Just as the airlines have begun laying off thousands of workers as Federal support money runs out, they've gotten a bailout of another sort: an FAA ruling that will allow them to lay off hundreds of flights as well.
The Federal Aviation Agency announced last week that it is extending until March 27 waivers that allow airlines to not use all their slots at capacity-controlled airports—New York's JFK and LaGuardia and Washington Reagan National—without losing them; the waivers were due to expire October 24.
Also extended are relaxations of flight-coordination rules at LAX, Chicago O'Hare, New York Newark and San Francisco's SFO. At these airports, while the number of take-off and landing slots is not capped, FAA controls how many flights can land or take-off in a particular time frame.
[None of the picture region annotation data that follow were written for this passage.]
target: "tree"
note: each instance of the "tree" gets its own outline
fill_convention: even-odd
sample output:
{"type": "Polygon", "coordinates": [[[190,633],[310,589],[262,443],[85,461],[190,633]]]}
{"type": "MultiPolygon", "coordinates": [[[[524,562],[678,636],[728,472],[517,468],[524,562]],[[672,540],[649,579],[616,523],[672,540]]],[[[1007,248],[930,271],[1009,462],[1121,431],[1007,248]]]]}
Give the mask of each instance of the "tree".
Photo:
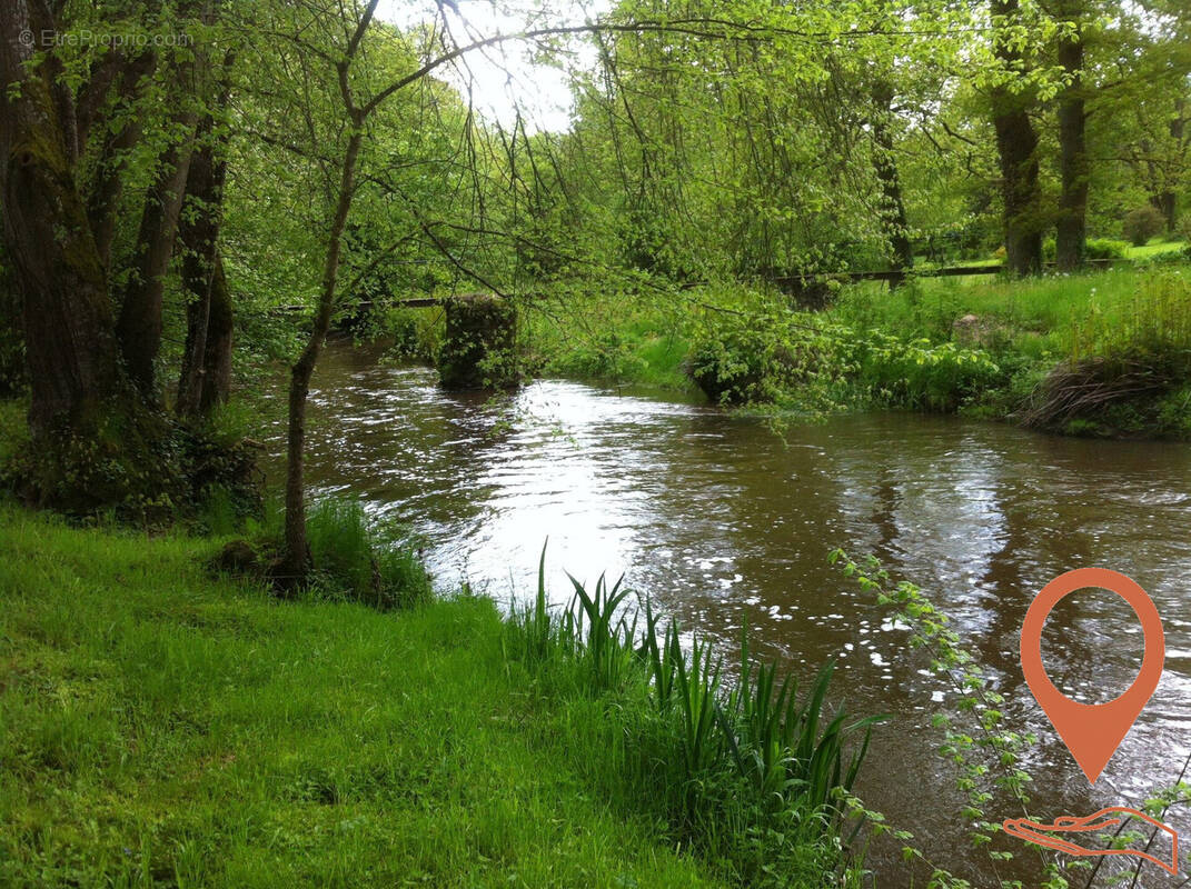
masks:
{"type": "MultiPolygon", "coordinates": [[[[194,92],[183,74],[191,54],[176,44],[172,52],[38,49],[37,36],[87,27],[74,15],[94,12],[60,18],[58,7],[27,0],[0,10],[0,200],[31,382],[26,481],[30,493],[69,509],[156,502],[180,484],[151,395],[151,357],[191,126],[154,108],[194,92]],[[162,163],[138,165],[138,152],[162,163]],[[144,212],[129,256],[117,257],[130,186],[145,194],[144,212]]],[[[127,27],[185,33],[198,24],[163,10],[127,27]]]]}
{"type": "Polygon", "coordinates": [[[1073,25],[1059,35],[1058,62],[1067,83],[1059,94],[1059,175],[1061,192],[1055,236],[1055,264],[1072,271],[1084,264],[1087,246],[1087,114],[1084,99],[1084,0],[1062,0],[1061,17],[1073,25]]]}
{"type": "Polygon", "coordinates": [[[1018,0],[991,0],[990,8],[993,55],[1004,68],[990,99],[1000,162],[1005,267],[1015,275],[1036,275],[1042,271],[1042,188],[1039,138],[1029,114],[1033,87],[1024,77],[1025,55],[1018,33],[1018,0]]]}

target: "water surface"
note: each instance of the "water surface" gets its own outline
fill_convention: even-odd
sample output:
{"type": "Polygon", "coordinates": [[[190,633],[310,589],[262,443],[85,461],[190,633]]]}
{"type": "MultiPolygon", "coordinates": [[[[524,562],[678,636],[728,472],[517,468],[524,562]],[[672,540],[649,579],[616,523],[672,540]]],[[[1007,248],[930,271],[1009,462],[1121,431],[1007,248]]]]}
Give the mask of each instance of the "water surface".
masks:
{"type": "MultiPolygon", "coordinates": [[[[467,580],[501,600],[528,595],[549,538],[560,600],[569,588],[563,569],[586,581],[623,572],[725,652],[747,626],[759,655],[802,675],[835,658],[835,694],[848,708],[891,714],[861,795],[978,885],[993,882],[983,866],[971,870],[986,859],[965,851],[962,800],[929,727],[952,695],[924,674],[904,628],[828,564],[834,546],[873,553],[894,577],[919,584],[997,674],[1008,722],[1041,738],[1028,763],[1036,814],[1135,803],[1173,782],[1191,750],[1186,445],[909,414],[837,418],[782,439],[706,406],[573,382],[535,382],[497,402],[449,394],[432,370],[376,357],[335,346],[318,369],[307,458],[316,490],[354,493],[407,524],[428,541],[444,587],[467,580]],[[1095,793],[1017,665],[1033,596],[1085,565],[1136,580],[1167,634],[1159,689],[1095,793]]],[[[279,472],[274,461],[270,475],[279,472]]],[[[1056,684],[1087,702],[1123,690],[1140,655],[1140,625],[1108,593],[1065,600],[1043,637],[1056,684]]],[[[1019,813],[997,801],[987,814],[1019,813]]],[[[1191,837],[1186,812],[1167,822],[1191,837]]],[[[881,884],[906,883],[884,856],[874,862],[881,884]]],[[[1147,866],[1143,884],[1166,885],[1154,874],[1147,866]]]]}

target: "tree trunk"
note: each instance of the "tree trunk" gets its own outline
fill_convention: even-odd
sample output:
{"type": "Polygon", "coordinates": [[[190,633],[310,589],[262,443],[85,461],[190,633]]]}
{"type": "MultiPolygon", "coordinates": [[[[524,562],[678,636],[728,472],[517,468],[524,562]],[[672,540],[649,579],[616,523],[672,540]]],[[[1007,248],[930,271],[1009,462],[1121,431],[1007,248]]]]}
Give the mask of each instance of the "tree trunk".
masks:
{"type": "Polygon", "coordinates": [[[885,81],[873,86],[873,140],[877,154],[873,165],[877,181],[881,186],[881,212],[888,231],[890,249],[893,262],[899,269],[913,268],[913,245],[910,243],[910,226],[905,214],[905,200],[902,196],[902,180],[898,175],[897,161],[893,157],[893,132],[888,119],[892,114],[893,89],[885,81]]]}
{"type": "Polygon", "coordinates": [[[1064,17],[1075,23],[1077,32],[1059,44],[1059,64],[1071,83],[1059,98],[1059,174],[1061,194],[1055,231],[1055,264],[1061,271],[1073,271],[1084,264],[1087,252],[1087,184],[1091,164],[1085,133],[1084,111],[1084,37],[1079,30],[1081,1],[1067,0],[1064,17]]]}
{"type": "MultiPolygon", "coordinates": [[[[992,0],[992,14],[1012,19],[1017,0],[992,0]]],[[[1009,40],[993,38],[993,50],[1006,71],[1019,67],[1022,55],[1009,40]]],[[[1037,134],[1028,108],[1034,99],[1014,92],[1008,83],[991,90],[992,124],[997,131],[1000,161],[1000,195],[1004,204],[1005,268],[1014,275],[1042,271],[1042,193],[1039,184],[1037,134]]]]}
{"type": "MultiPolygon", "coordinates": [[[[156,57],[151,52],[143,52],[125,62],[119,75],[121,104],[127,105],[136,100],[142,80],[152,70],[155,63],[156,57]]],[[[80,139],[85,138],[86,132],[80,127],[80,139]]],[[[87,215],[95,236],[100,262],[108,274],[112,268],[112,242],[116,239],[116,214],[124,189],[124,169],[129,152],[139,142],[141,134],[141,117],[137,114],[130,115],[118,131],[106,133],[95,162],[94,180],[88,189],[87,215]]]]}
{"type": "MultiPolygon", "coordinates": [[[[193,114],[181,115],[177,123],[185,127],[188,142],[194,129],[193,114]]],[[[186,198],[189,163],[187,143],[172,145],[161,158],[161,169],[141,217],[132,275],[116,325],[125,370],[149,402],[156,401],[154,364],[161,350],[162,294],[174,252],[177,217],[186,198]]]]}
{"type": "Polygon", "coordinates": [[[326,339],[326,332],[331,326],[331,313],[335,309],[339,253],[343,248],[343,230],[348,223],[348,213],[351,211],[356,161],[360,156],[362,140],[362,120],[353,120],[351,136],[343,157],[339,196],[329,232],[323,283],[313,327],[306,348],[303,349],[298,361],[289,369],[289,425],[286,436],[286,540],[285,553],[278,568],[279,580],[283,586],[289,587],[301,583],[310,568],[306,543],[305,488],[306,397],[310,395],[310,380],[314,372],[314,365],[318,363],[319,352],[323,350],[323,340],[326,339]]]}
{"type": "Polygon", "coordinates": [[[48,60],[30,71],[23,31],[54,27],[44,0],[0,4],[0,204],[24,301],[35,444],[94,432],[119,388],[107,276],[74,179],[73,108],[48,60]],[[67,126],[70,134],[68,137],[67,126]]]}
{"type": "MultiPolygon", "coordinates": [[[[225,61],[225,70],[231,56],[225,61]]],[[[220,107],[226,106],[225,82],[220,107]]],[[[231,387],[232,306],[219,256],[223,189],[227,177],[226,137],[217,137],[211,114],[199,125],[198,151],[191,158],[186,181],[189,212],[179,226],[185,250],[182,286],[187,292],[186,350],[177,383],[180,417],[199,419],[226,401],[231,387]]]]}

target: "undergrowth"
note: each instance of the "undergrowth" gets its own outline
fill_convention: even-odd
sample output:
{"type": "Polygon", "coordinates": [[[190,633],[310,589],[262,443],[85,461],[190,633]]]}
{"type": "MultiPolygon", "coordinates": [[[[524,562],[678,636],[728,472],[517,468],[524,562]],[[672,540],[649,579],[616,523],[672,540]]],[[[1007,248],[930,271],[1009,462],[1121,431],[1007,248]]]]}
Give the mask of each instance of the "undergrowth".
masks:
{"type": "Polygon", "coordinates": [[[621,584],[572,581],[553,611],[544,559],[535,600],[515,607],[510,657],[535,688],[585,702],[575,731],[604,738],[588,772],[619,805],[644,809],[732,883],[816,887],[859,878],[842,840],[843,801],[878,718],[830,712],[831,666],[799,693],[748,646],[729,678],[711,646],[663,625],[621,584]]]}

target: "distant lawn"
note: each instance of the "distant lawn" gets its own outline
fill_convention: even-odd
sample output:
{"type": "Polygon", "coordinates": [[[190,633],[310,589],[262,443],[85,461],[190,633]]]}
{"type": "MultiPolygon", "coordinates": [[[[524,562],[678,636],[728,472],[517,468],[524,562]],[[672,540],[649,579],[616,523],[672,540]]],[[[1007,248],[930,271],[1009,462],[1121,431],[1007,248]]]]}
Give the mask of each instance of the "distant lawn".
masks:
{"type": "Polygon", "coordinates": [[[1164,274],[1171,273],[1123,265],[1019,281],[991,275],[922,278],[892,293],[865,282],[846,288],[831,312],[848,324],[933,342],[952,339],[956,319],[973,314],[997,325],[985,338],[987,346],[1058,358],[1086,348],[1090,338],[1135,327],[1155,312],[1177,312],[1179,303],[1153,292],[1164,274]]]}
{"type": "Polygon", "coordinates": [[[216,549],[0,505],[0,885],[716,884],[593,793],[490,602],[279,603],[216,549]]]}
{"type": "Polygon", "coordinates": [[[1187,244],[1185,240],[1161,240],[1159,238],[1154,238],[1145,246],[1130,246],[1125,255],[1130,259],[1147,259],[1151,256],[1173,253],[1186,246],[1187,244]]]}

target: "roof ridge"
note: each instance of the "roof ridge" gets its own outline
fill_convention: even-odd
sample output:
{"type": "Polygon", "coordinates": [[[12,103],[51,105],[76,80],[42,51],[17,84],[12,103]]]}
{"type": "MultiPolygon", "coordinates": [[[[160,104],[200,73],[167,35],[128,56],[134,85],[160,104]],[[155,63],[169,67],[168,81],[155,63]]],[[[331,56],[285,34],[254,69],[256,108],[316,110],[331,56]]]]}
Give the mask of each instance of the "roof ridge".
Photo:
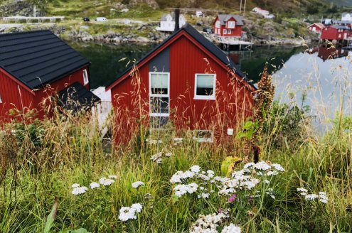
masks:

Because of the slot rules, airlines were ramping up to keep slots in use, even if the flights would be empty or nearly so; losing a slot for non-use would limit the airlines' ability to fly full schedules in the future, and allow unused slots to be claimed by potential rivals, including ultra-low-cost carriers such as Spirit and Allegiant, which have long agitated for more access.
An example of the extension's effect: American has posted schedules for its pre-pandemic 258 flights a day from Washington to keep its slots, although it has only been flying 63 a day. Now it has the freedom to scale its operation to current needs for a few more months.